Bibi Club / Photo : DR
Bibi Club / Photo : DR

Noir c’est noir, mais il reste de l’espoir. Le duo Canadien Bibi Club, composé d’Adèle Trottier-Rivard aux vocaux et aux claviers, et de Nicolas Basque à la guitare, vient de sortir son troisième album, Amaro, marqué par le deuil de personnes proches. Bibi Club continue d’explorer le virage un peu plus sombre du précédent, Feu de Garde, cette fois en accentuant un savant mélange entre l’électronique et la folk. Mais pas seulement. Amaro fait également penser par moment à un Stereolab qui aurait vu le jour en 2026 plutôt qu’en 1991, c’est vous dire le niveau.
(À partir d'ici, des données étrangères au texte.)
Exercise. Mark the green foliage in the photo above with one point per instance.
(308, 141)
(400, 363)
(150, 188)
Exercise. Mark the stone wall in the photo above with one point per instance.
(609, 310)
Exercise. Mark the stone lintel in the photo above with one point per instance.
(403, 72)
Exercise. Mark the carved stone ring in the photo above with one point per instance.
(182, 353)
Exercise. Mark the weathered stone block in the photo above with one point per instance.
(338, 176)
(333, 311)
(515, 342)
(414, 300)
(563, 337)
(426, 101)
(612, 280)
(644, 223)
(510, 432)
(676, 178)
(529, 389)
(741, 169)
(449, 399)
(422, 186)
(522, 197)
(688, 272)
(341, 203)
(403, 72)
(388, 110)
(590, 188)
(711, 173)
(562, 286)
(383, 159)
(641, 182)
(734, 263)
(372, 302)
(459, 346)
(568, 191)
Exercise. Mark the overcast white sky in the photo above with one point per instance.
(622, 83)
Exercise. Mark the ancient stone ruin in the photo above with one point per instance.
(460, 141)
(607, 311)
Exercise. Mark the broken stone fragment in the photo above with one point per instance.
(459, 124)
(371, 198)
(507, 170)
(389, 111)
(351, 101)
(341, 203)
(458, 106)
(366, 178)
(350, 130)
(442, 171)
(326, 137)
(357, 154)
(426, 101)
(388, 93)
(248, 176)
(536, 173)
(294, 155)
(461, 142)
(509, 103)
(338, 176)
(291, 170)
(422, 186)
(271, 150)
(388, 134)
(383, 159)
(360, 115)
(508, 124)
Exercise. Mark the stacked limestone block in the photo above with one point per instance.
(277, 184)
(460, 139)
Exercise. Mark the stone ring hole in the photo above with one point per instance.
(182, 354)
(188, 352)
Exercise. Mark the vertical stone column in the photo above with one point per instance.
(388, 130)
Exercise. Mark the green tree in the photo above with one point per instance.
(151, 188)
Je ne peux d’ailleurs que vous recommander de jeter une oreille sur leur géniale de reprise d’Orgiastic parue l’an passé. Vous l’aurez compris, si Amaro adresse le deuil frontalement à travers ses textes, musicalement l’album est aventureux, s’affranchissant des pièges et des tics qui peuvent repousser l’auditeur lorsqu’un disque est trop sombre et intense. Les dix morceaux du Selectorama de Bibi Club nous permettent d’ailleurs de mieux comprendre l’univers de Amaro, alliant par exemple la beauté fragile de Lune Très Belle aux guitares noisy de They Are Gutting A Body Of Water, ou allant puiser des références dans le duo synthpop français Eighties Deux ou l’anglaise Tirzah. Alors, comme diraient un célèbre trio Londonien, Join Our Club !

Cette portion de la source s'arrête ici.